Developers = Crazy individuals with mild OCD.

Individuals who are particular about their operating system, the editor they use, the way they use language constructs.

In this post, I am going to talk about how this craziness make code reviews even crazier. A real pain in the 🍑

Hello madness

Imagine 10 such individuals working on a project, everybody having their own set of preferences.

  • Some prefer curly braces inline, some on next line.
  • Some prefer a space before their if parenthesis and some don't.
  • Some prefer space before and after their logical operations, some want them to be as compact as possible.
  • You get the point..

As a reviewer, this is what you might end up seeing during code reviews. Where the hell is the actual code change? Also in my head -> BC 🤬 ???

image.png

While I have never played Waldo, I have seen memes on the internet, and it was the first thing that came to my mind when I got my first "crazy" pull request to review

image.png

Having consistent coding styles within a team is critical, every developer in the team should agree to use the language features the same way and that would make a reviewers life so much easy. But how do you enforce this? We'll take a look at that in our next section.
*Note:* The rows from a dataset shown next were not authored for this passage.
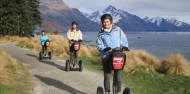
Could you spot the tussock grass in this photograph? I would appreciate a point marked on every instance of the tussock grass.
(14, 79)
(175, 64)
(59, 46)
(135, 58)
(140, 58)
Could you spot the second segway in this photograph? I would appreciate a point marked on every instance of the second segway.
(73, 63)
(117, 63)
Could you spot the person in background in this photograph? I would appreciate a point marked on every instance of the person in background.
(110, 37)
(43, 39)
(74, 34)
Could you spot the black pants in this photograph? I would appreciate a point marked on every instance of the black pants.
(44, 48)
(107, 74)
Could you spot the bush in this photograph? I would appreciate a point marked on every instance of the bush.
(175, 64)
(140, 58)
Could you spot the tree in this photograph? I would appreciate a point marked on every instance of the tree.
(51, 27)
(19, 16)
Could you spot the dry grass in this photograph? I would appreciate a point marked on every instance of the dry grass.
(59, 46)
(7, 68)
(175, 64)
(11, 38)
(135, 58)
(140, 58)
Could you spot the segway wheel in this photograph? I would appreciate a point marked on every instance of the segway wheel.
(40, 55)
(50, 55)
(67, 65)
(127, 91)
(100, 90)
(80, 66)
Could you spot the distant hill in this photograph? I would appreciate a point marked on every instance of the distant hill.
(58, 11)
(132, 22)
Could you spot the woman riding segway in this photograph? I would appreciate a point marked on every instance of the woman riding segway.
(110, 37)
(74, 36)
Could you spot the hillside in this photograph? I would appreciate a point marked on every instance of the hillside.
(57, 11)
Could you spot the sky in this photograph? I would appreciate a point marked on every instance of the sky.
(178, 9)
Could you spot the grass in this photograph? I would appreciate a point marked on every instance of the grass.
(143, 72)
(175, 64)
(14, 79)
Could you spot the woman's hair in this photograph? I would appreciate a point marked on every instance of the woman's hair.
(74, 23)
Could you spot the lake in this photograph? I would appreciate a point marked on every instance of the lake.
(158, 44)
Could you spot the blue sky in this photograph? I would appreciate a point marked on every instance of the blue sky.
(179, 9)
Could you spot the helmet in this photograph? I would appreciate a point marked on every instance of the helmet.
(43, 31)
(74, 23)
(106, 16)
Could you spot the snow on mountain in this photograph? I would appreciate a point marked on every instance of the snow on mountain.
(110, 10)
(159, 20)
(132, 22)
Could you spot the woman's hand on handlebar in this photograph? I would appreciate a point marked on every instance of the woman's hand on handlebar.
(125, 49)
(108, 49)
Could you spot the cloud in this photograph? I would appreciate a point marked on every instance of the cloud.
(170, 8)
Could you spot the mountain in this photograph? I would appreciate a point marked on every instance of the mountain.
(57, 11)
(132, 22)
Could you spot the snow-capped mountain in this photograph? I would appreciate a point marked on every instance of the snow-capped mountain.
(123, 19)
(132, 22)
(159, 20)
(95, 17)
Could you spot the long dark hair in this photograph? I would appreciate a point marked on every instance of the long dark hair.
(74, 23)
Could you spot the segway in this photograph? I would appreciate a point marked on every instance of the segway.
(117, 63)
(46, 54)
(73, 62)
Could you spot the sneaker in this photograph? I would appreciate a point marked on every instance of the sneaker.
(107, 92)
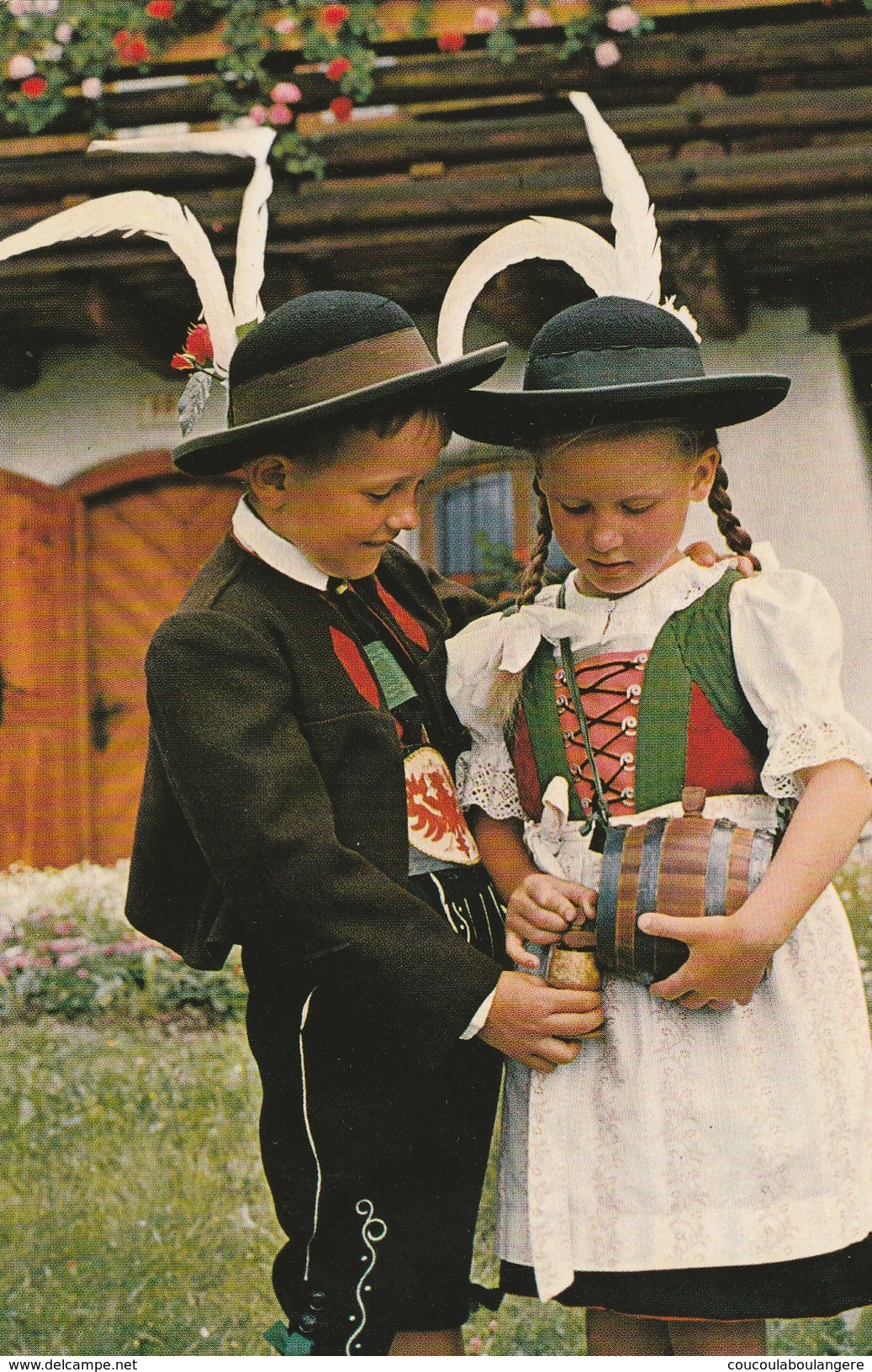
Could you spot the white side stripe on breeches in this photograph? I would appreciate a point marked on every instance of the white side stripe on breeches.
(305, 1111)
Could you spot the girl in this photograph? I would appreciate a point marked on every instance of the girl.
(703, 1164)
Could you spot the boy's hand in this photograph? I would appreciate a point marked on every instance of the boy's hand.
(540, 910)
(705, 556)
(531, 1022)
(726, 965)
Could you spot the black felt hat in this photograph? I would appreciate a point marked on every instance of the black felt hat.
(318, 357)
(613, 360)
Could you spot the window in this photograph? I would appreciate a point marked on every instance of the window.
(483, 505)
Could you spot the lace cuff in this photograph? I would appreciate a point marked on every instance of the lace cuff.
(486, 778)
(809, 745)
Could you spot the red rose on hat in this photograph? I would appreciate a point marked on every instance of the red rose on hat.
(342, 108)
(198, 343)
(336, 69)
(336, 14)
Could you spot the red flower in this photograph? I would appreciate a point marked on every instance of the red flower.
(198, 343)
(342, 108)
(336, 69)
(334, 15)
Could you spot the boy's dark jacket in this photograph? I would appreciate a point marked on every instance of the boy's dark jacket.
(273, 803)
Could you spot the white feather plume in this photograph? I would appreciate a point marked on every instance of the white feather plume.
(631, 268)
(637, 243)
(251, 232)
(557, 240)
(160, 217)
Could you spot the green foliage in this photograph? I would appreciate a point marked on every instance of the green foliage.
(95, 50)
(500, 570)
(135, 1216)
(75, 955)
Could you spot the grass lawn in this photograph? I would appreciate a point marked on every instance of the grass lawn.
(135, 1217)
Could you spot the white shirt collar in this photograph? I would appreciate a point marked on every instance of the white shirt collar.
(272, 549)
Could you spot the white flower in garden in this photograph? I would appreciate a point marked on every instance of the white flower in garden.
(606, 54)
(622, 18)
(19, 66)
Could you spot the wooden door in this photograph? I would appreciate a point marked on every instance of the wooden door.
(145, 542)
(43, 742)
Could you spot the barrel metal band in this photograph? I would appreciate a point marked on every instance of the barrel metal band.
(717, 866)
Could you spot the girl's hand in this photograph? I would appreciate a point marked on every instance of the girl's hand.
(727, 963)
(540, 910)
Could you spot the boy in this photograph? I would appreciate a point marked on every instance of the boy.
(299, 800)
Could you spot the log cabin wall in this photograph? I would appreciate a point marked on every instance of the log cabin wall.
(753, 126)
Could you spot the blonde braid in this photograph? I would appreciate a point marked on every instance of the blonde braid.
(535, 571)
(721, 507)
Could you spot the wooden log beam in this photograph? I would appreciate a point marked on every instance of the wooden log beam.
(794, 115)
(505, 191)
(824, 52)
(785, 113)
(56, 176)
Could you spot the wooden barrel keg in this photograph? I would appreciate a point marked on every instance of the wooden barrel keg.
(688, 868)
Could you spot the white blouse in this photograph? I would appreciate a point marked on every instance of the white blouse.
(787, 644)
(688, 1137)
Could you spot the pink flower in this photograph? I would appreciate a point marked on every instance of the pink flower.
(622, 18)
(485, 18)
(284, 92)
(19, 66)
(606, 54)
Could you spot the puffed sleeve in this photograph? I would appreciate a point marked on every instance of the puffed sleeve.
(485, 773)
(787, 645)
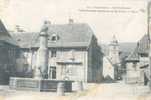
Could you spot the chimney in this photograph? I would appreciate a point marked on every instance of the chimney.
(71, 21)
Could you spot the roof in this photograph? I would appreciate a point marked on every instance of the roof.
(133, 56)
(70, 35)
(5, 36)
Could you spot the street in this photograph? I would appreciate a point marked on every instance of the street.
(104, 91)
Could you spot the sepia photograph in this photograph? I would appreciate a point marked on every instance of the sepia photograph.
(75, 49)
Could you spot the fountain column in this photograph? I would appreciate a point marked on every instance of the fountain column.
(41, 70)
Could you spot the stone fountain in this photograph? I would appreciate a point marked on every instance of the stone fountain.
(40, 81)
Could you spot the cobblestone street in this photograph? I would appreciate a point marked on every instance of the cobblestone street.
(104, 91)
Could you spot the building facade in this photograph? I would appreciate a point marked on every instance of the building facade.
(8, 49)
(111, 62)
(73, 52)
(137, 69)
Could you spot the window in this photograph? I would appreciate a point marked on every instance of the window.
(53, 53)
(54, 37)
(52, 72)
(135, 66)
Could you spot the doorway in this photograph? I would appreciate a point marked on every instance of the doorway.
(52, 72)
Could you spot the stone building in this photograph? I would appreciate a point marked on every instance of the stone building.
(137, 70)
(8, 48)
(73, 52)
(111, 62)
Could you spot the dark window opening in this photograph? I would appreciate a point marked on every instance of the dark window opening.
(53, 53)
(52, 72)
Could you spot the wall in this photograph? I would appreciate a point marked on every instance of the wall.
(134, 73)
(95, 62)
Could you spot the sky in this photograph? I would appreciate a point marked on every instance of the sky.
(128, 26)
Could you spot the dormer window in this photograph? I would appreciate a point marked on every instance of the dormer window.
(54, 37)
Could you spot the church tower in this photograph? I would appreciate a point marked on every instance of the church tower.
(114, 56)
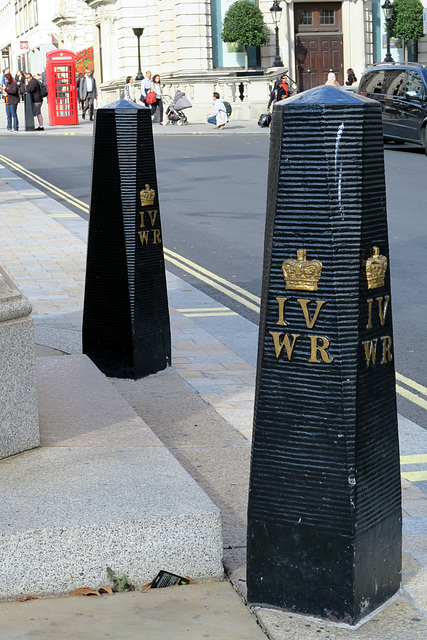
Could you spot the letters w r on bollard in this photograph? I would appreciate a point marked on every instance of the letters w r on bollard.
(324, 515)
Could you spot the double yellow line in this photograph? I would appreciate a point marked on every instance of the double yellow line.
(415, 392)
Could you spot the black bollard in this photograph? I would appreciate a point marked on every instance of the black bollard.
(29, 118)
(126, 330)
(324, 515)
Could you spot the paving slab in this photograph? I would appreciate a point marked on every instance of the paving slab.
(101, 491)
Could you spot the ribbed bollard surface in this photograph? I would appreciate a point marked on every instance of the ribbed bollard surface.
(324, 516)
(126, 329)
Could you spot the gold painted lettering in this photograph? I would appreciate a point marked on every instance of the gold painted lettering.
(281, 320)
(382, 310)
(370, 351)
(369, 325)
(152, 215)
(387, 354)
(143, 236)
(322, 350)
(304, 306)
(278, 346)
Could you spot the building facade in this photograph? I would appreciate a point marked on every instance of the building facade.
(181, 40)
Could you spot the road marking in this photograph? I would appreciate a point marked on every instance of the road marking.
(63, 215)
(217, 286)
(410, 383)
(203, 309)
(203, 312)
(414, 476)
(210, 314)
(418, 458)
(58, 192)
(218, 283)
(231, 285)
(412, 397)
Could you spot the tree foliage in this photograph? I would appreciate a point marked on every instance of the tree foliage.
(407, 20)
(244, 24)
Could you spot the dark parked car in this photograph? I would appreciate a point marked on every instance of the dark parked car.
(401, 88)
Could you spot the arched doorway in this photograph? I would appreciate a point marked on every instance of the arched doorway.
(318, 43)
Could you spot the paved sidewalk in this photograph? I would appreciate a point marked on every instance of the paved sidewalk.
(208, 393)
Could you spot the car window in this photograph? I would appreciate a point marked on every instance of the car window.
(414, 83)
(394, 82)
(372, 82)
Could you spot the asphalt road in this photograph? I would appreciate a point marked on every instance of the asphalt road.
(212, 198)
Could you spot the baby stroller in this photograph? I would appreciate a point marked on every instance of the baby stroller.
(174, 110)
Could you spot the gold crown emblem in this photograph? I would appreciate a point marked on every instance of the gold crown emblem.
(147, 196)
(376, 267)
(301, 275)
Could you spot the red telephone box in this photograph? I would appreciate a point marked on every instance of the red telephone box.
(62, 87)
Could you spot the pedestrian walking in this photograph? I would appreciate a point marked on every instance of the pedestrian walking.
(88, 93)
(219, 112)
(129, 90)
(156, 88)
(145, 86)
(21, 85)
(79, 100)
(12, 101)
(351, 77)
(33, 88)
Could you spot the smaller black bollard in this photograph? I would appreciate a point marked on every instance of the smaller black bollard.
(29, 118)
(126, 330)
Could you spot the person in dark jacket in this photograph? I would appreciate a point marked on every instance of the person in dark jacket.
(12, 101)
(33, 88)
(88, 93)
(20, 79)
(280, 91)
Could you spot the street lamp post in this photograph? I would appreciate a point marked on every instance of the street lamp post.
(388, 13)
(138, 33)
(276, 13)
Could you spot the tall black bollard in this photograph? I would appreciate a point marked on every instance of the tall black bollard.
(324, 516)
(126, 329)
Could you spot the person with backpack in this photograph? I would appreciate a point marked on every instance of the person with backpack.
(33, 88)
(280, 91)
(12, 101)
(219, 112)
(88, 93)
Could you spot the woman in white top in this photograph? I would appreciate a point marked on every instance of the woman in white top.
(155, 86)
(129, 92)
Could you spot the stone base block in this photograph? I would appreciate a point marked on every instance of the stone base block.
(19, 425)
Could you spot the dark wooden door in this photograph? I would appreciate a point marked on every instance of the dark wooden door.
(318, 43)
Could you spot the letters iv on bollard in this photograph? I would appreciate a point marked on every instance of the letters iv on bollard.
(126, 330)
(324, 515)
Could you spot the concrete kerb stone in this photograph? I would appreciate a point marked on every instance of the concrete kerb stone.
(101, 491)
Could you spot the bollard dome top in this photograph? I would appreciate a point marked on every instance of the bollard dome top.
(326, 95)
(122, 104)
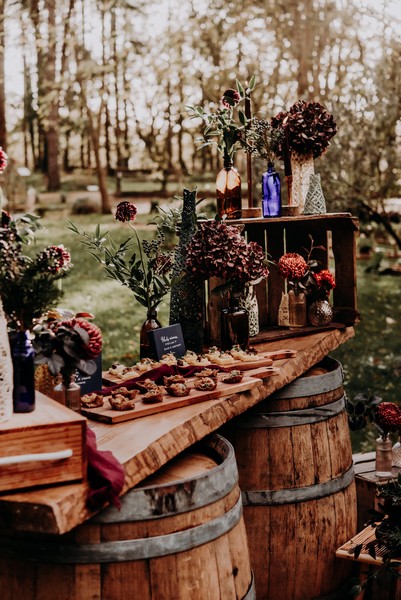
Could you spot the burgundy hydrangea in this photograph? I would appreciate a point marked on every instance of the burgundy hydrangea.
(5, 219)
(307, 128)
(3, 160)
(89, 334)
(126, 211)
(230, 98)
(54, 259)
(388, 417)
(325, 279)
(292, 266)
(219, 250)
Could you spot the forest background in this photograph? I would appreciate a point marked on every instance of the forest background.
(96, 91)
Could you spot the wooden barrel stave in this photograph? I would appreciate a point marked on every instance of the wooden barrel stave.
(114, 557)
(295, 465)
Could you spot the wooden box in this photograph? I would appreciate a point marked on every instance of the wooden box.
(366, 485)
(334, 232)
(44, 447)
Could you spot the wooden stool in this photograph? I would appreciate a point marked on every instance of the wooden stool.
(366, 485)
(379, 588)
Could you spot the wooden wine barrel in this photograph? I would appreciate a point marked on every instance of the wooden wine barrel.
(180, 535)
(294, 460)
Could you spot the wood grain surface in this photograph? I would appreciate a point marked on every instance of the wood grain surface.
(144, 445)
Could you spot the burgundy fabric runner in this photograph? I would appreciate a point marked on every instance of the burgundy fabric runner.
(106, 475)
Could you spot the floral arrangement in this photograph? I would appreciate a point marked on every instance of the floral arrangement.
(141, 266)
(292, 266)
(219, 250)
(66, 344)
(306, 128)
(28, 283)
(325, 282)
(388, 418)
(223, 124)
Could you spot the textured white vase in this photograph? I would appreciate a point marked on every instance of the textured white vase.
(6, 371)
(302, 167)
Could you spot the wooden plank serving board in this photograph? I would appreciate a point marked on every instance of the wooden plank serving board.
(107, 415)
(265, 359)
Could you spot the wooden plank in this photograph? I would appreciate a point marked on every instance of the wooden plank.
(107, 415)
(262, 359)
(144, 445)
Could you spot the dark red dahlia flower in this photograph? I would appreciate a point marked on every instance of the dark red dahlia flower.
(230, 98)
(126, 211)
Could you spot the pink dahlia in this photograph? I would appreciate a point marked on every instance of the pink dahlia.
(292, 266)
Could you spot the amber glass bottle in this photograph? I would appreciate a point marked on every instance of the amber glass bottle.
(228, 191)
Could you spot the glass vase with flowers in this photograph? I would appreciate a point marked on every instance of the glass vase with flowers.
(67, 344)
(303, 133)
(219, 250)
(320, 311)
(387, 420)
(143, 266)
(28, 288)
(224, 129)
(293, 268)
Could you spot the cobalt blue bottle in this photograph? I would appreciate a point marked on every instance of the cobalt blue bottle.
(271, 192)
(22, 354)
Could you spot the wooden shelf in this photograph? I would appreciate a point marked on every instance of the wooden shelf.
(335, 233)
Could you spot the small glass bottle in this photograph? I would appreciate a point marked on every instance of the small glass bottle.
(150, 324)
(320, 313)
(228, 191)
(296, 309)
(22, 355)
(397, 453)
(234, 325)
(68, 395)
(384, 457)
(271, 192)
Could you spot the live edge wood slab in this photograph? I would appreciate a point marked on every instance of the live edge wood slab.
(144, 445)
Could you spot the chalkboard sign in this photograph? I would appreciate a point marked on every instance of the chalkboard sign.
(166, 340)
(91, 383)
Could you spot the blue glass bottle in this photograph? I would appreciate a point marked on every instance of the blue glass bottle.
(22, 354)
(271, 192)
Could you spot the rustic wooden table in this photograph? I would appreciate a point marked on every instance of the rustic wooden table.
(144, 445)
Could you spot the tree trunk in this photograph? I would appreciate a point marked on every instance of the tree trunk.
(51, 129)
(3, 130)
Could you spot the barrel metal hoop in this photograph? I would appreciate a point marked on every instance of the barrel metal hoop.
(177, 497)
(122, 550)
(251, 593)
(295, 495)
(292, 418)
(316, 384)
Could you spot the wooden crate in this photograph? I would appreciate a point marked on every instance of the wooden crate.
(367, 485)
(336, 232)
(26, 440)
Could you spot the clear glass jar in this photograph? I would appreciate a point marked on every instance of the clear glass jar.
(320, 313)
(397, 453)
(69, 396)
(234, 324)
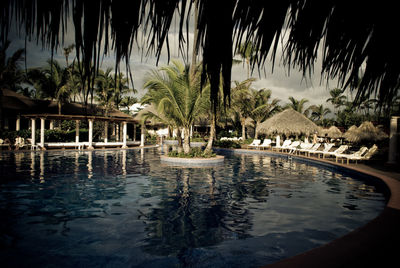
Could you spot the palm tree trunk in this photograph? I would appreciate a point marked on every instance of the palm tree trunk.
(243, 122)
(212, 134)
(195, 51)
(256, 130)
(59, 107)
(186, 141)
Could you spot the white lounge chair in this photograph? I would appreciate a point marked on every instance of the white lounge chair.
(352, 156)
(293, 147)
(362, 154)
(266, 143)
(285, 145)
(313, 148)
(339, 150)
(327, 147)
(255, 143)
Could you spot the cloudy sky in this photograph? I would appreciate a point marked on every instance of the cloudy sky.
(279, 81)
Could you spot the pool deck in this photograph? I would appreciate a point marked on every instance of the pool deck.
(376, 244)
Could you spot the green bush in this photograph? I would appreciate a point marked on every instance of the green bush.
(194, 152)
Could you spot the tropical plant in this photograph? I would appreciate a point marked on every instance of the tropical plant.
(104, 90)
(247, 52)
(318, 113)
(11, 75)
(241, 101)
(177, 97)
(337, 98)
(298, 105)
(51, 83)
(128, 101)
(262, 107)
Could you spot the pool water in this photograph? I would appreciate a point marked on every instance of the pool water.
(124, 208)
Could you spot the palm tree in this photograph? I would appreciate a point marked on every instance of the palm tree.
(11, 74)
(247, 52)
(176, 95)
(120, 88)
(67, 51)
(337, 98)
(51, 83)
(128, 101)
(104, 90)
(261, 107)
(318, 112)
(241, 101)
(298, 105)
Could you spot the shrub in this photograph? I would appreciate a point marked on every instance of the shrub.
(194, 152)
(227, 144)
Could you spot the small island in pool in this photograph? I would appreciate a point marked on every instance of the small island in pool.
(196, 156)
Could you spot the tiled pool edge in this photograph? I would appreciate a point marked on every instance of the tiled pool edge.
(375, 244)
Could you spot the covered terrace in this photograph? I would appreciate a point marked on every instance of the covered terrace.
(121, 123)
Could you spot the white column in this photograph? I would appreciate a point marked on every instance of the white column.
(142, 135)
(77, 131)
(18, 123)
(33, 129)
(117, 132)
(105, 131)
(42, 121)
(90, 134)
(394, 134)
(124, 133)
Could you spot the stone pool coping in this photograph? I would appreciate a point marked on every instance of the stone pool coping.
(376, 244)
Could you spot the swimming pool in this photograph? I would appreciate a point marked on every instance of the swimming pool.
(125, 208)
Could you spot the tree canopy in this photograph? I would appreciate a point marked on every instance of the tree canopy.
(354, 38)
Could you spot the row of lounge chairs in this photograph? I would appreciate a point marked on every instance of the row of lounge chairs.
(309, 149)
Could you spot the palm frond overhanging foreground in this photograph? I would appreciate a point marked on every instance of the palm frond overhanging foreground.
(351, 36)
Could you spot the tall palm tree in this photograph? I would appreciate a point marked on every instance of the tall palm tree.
(51, 83)
(298, 105)
(262, 107)
(318, 112)
(247, 52)
(127, 102)
(241, 101)
(104, 90)
(337, 98)
(11, 74)
(176, 95)
(67, 51)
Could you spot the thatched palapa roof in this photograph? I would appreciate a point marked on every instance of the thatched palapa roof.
(332, 132)
(365, 132)
(288, 122)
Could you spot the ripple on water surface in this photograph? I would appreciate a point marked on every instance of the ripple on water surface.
(126, 208)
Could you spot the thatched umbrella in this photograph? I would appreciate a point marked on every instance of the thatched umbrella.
(288, 122)
(352, 134)
(332, 132)
(365, 132)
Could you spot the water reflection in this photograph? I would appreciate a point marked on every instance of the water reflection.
(125, 200)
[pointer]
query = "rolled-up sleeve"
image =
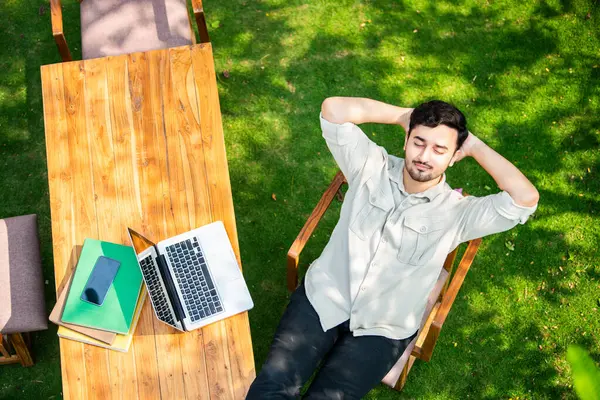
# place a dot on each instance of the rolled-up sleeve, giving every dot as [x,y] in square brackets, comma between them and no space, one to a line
[491,214]
[348,144]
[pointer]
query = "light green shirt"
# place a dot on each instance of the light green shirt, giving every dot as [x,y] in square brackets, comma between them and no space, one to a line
[388,247]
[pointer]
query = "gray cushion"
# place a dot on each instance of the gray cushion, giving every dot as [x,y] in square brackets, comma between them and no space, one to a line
[392,376]
[22,307]
[113,27]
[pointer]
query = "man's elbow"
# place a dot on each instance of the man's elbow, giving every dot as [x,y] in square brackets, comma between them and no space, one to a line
[330,110]
[529,199]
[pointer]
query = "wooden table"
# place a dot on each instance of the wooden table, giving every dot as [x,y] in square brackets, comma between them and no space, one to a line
[137,141]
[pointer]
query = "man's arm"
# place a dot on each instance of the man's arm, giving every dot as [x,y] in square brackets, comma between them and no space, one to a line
[361,110]
[507,176]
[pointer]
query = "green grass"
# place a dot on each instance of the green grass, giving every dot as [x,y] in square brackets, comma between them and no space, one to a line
[526,74]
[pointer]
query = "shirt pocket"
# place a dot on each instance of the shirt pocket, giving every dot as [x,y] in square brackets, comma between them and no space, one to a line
[420,236]
[372,213]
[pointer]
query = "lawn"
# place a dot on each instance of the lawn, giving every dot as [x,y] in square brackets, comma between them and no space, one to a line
[527,76]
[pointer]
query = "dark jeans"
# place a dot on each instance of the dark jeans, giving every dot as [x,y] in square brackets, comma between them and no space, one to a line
[351,365]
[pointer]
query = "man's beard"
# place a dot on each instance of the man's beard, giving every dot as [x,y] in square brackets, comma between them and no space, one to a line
[420,176]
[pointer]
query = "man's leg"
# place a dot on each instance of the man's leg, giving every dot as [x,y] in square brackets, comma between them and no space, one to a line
[298,346]
[355,365]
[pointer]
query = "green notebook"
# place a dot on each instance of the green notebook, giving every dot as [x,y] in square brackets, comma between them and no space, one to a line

If you are still trying to figure what the code change was, here it is

image.png Which again, does not make any sense, ++i and i++ within the context of a for loop is the same.

How do we enforce code consistency?

⭐EditorConfig⭐

This sleek little configuration file helps maintain consistent coding styles for multiple developers working on the same project across various editors and IDEs.

😋 The best parts

  • Multiple editor support.
  • Works with a wide range of file types.
  • These settings take precedence over your editor settings, which means that you can enforce consistent coding styles for your code base, settings that are specific to a repository.

🧱 To create one (I am going to use Visual Studio since that's my preferred IDE, your favorite IDE should have similar steps)

  • All you have to do is right click on your project solution and add a new editorconfig image.png This will pick all the editor settings you have in your Visual Studio instance and put it into a .editorconfig file inside your codebase. You can now push this to your remote repository. You should also get in touch with your fellow developers and make sure all are in agreement with the settings in place. As soon as they pull this file to their local, their preferences will be overridden.

  • You could also go to Github, search for .editorconfig and take a look at how others have them created in their repositories.

😩 Caveat in Visual Studio
Editorconfig settings are not used automatically in Visual Studio, you will have to execute code cleanup each time. You could install extensions which would run code cleanup on save operation to overcome this. In my opinion Microsoft should make this a default behavior.

Editorconfig has made code reviews much more simpler for me and my team, makes it much more bearable now 😜, highly recommended.

Thank you for going through this post. I hope you found it useful. Cheers!